Grieved for her Majesty's beloved name and reputation, and terrified by the awful consequences of this daring deed, in which they feared they might be innocently entangled, they resolved, after due reflection and with masculine resolution, to lay their sorrows and most devoted submission at her Majesty's feet.[73] Hence the two maids, Bruhn and Horn, one day with quaking hearts and tear-laden eyes approached her Majesty, who ever then as now had a heart full of kindness, and asked them, with emotion, what was the matter with them, and if she, the queen, had done anything to grieve them? This gracious reception still more aroused in these faithful servants all the feelings of reverence and devotion, with which they were filled at that time. Maid Horn, who was so affected that she was unable to speak, left the execution of their mutual design to maid Bruhn, upon which the queen leaped from her seat, threw her arms round maid Bruhn's neck, and said, "Tell me, dear Bruhn, what is the matter with you?" This command of her Majesty loosened maid Bruhn's tongue. "There is a report," she said, "that Struensee spends the night with your Majesty. We feel so grieved at it, because it is stated that the two queens dowager and the council are aware of it, and purpose interfering." The maids then hinted that they were acquainted with the story of the door leading to the Mezzanine, and wished that the whole rumour might be unfounded. The queen asked them whether they believed it; requested to speak with Struensee at once, who, as she said, would soon find a remedy; and, in conclusion, asked, "Do you think that the rumour will die out, if I do not let him come so often? I cannot entirely abandon him, as that would arouse too much attention."

Her Majesty's confessions dispense me from making any reflections on this head.

After the queen had consulted with Struensee on the same day, she said to her waiting-women, "Do you know that any one who speaks in such a way about her queen can be punished by the loss of her tongue?"

After this incident, the intercourse between the queen and Struensee ceased for about a fortnight; but then became worse than before. Still from this time the witnesses noticed no nocturnal passage through the corridor to the Mezzanine, while the familiar and gracious intercourse of the queen with these her maids ceased from this day; so that she only addressed them in the tone of a mistress.

That which her Majesty wished to deny to her maids she confessed, however, to her lady-in-waiting, Von Eyben; for when the latter found the queen one day weeping and in grief, she asked what was the matter with her Majesty; and the queen told her of the conversation with the maids, but confessed that the affair was unfortunately true, and said that Struensee had advised her to bribe her women, which she refused to do; nor would her Majesty follow the advice of her women, and "displace" Struensee.

Among the things which are inseparable from such actions is rumour, which follows them as their shadow.
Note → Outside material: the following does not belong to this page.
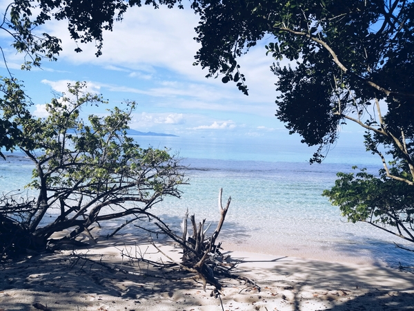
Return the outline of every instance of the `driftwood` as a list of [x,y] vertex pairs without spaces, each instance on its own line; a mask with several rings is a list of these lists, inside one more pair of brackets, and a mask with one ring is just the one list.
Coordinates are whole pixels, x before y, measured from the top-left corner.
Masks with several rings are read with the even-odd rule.
[[[181,229],[183,229],[181,236],[174,233],[164,223],[155,223],[155,225],[161,230],[161,232],[157,233],[166,234],[182,248],[181,262],[175,263],[185,270],[197,274],[203,281],[204,290],[206,290],[206,285],[209,283],[213,285],[219,292],[221,292],[222,285],[216,278],[215,274],[224,274],[230,276],[229,271],[235,265],[235,263],[229,262],[230,256],[224,256],[220,252],[221,243],[216,244],[216,240],[221,230],[231,202],[231,197],[230,197],[227,200],[226,207],[223,207],[221,203],[222,192],[222,189],[221,189],[218,200],[220,220],[216,229],[209,237],[206,237],[206,234],[210,226],[205,228],[206,220],[203,219],[201,223],[197,224],[194,215],[190,216],[193,231],[193,234],[190,234],[188,230],[188,211],[181,223]],[[168,257],[166,254],[164,254],[164,256]]]
[[[121,252],[123,259],[128,261],[128,267],[124,267],[122,263],[120,267],[115,267],[111,268],[110,265],[102,263],[100,261],[99,263],[95,261],[88,258],[86,254],[73,254],[71,256],[71,260],[73,261],[73,265],[83,265],[88,263],[98,264],[102,267],[106,267],[109,270],[113,270],[117,272],[123,272],[125,274],[137,274],[134,270],[131,270],[131,267],[135,265],[135,263],[144,263],[148,265],[148,267],[152,267],[162,271],[162,275],[157,275],[152,272],[150,272],[150,270],[147,267],[147,272],[144,273],[146,276],[151,276],[154,277],[168,278],[170,279],[176,279],[177,275],[172,275],[170,272],[174,271],[178,267],[179,270],[187,271],[191,274],[195,274],[198,276],[203,282],[203,289],[206,290],[206,285],[208,283],[214,287],[212,295],[220,297],[222,294],[223,285],[219,281],[219,277],[230,278],[237,279],[245,282],[248,285],[246,288],[255,288],[258,291],[260,291],[260,287],[253,280],[248,278],[242,277],[235,274],[233,270],[236,267],[238,261],[230,261],[230,255],[224,256],[220,252],[221,243],[217,243],[217,237],[221,230],[226,215],[230,207],[231,198],[229,198],[227,204],[223,207],[221,204],[222,189],[220,189],[219,194],[219,210],[220,212],[220,219],[218,222],[215,230],[212,234],[208,234],[208,230],[210,226],[206,227],[206,220],[204,219],[201,223],[197,223],[194,215],[188,217],[188,212],[186,213],[183,222],[181,223],[181,229],[183,229],[182,234],[177,234],[173,232],[167,224],[166,224],[161,218],[155,215],[149,215],[150,218],[155,220],[153,223],[157,229],[148,229],[145,228],[147,232],[157,236],[159,234],[165,234],[170,238],[174,241],[176,245],[178,245],[182,249],[182,257],[180,262],[172,259],[168,254],[158,247],[152,241],[152,244],[157,249],[157,252],[162,254],[165,258],[168,258],[168,261],[159,259],[157,261],[154,261],[148,258],[147,250],[142,252],[139,246],[135,245],[135,252],[125,249],[119,249]],[[188,223],[188,218],[190,223]],[[141,228],[139,226],[136,226]],[[148,253],[151,254],[157,253]],[[141,267],[139,267],[141,269]],[[83,270],[83,269],[81,269]],[[142,272],[138,273],[141,274]],[[193,276],[186,276],[184,278],[179,276],[177,279],[193,279]],[[224,310],[224,309],[223,309]]]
And who is unacquainted with these rumours?

As regards the queen's intercourse with Count Struensee, Professor Berger, now under arrest, declares, that it had appeared to him most suspicious, and Struensee's lodgings highly improper. Struensee had always behaved to her with impropriety, and ventured on excessive familiarity. This improper conduct began first in the city in 1770, was continued in the same year on the Holstein tour, and afterwards on the return of the royal family to Denmark.

Count Brandt declares that in the summer of 1770, while the royal party were in Holstein, the queen was alone one morning early with Count Struensee, and that the latter drove out with her alone in a carriole. The intercourse between them proved in every way that they loved each other; they sought one another, were delighted to meet; in a word, love was revealed in that manner which can be perceived but not described. If at times they quarrelled, Struensee said that the queen was jealous of him, and accused him of not being so amiable as usual, and hence Struensee was always obliged to dance with the oldest ladies at balls. Brandt also declares that Struensee made him a "confidence" of this amourette, and said that he could make love to the queen best at the masquerade.

Fräulein von Eyben, and the sixth, fourth, and twenty-ninth witnesses about Struensee's suspicious intimacy with the queen, assert: "While the court was residing in Holstein in 1770, the queen drove out alone with Struensee, remained away a couple of hours, and did not return till seven o'clock." Furthermore, the two first witnesses declare that once, when they were about to enter the queen's cabinet, they found Struensee seated by her side on the sofa, and that the queen ran toward them and sent them away. Afterwards, the queen told them that the king was so frightened when they, the witnesses, came to the door, that he tried to run out of the room, and that was the reason why she hurried toward them.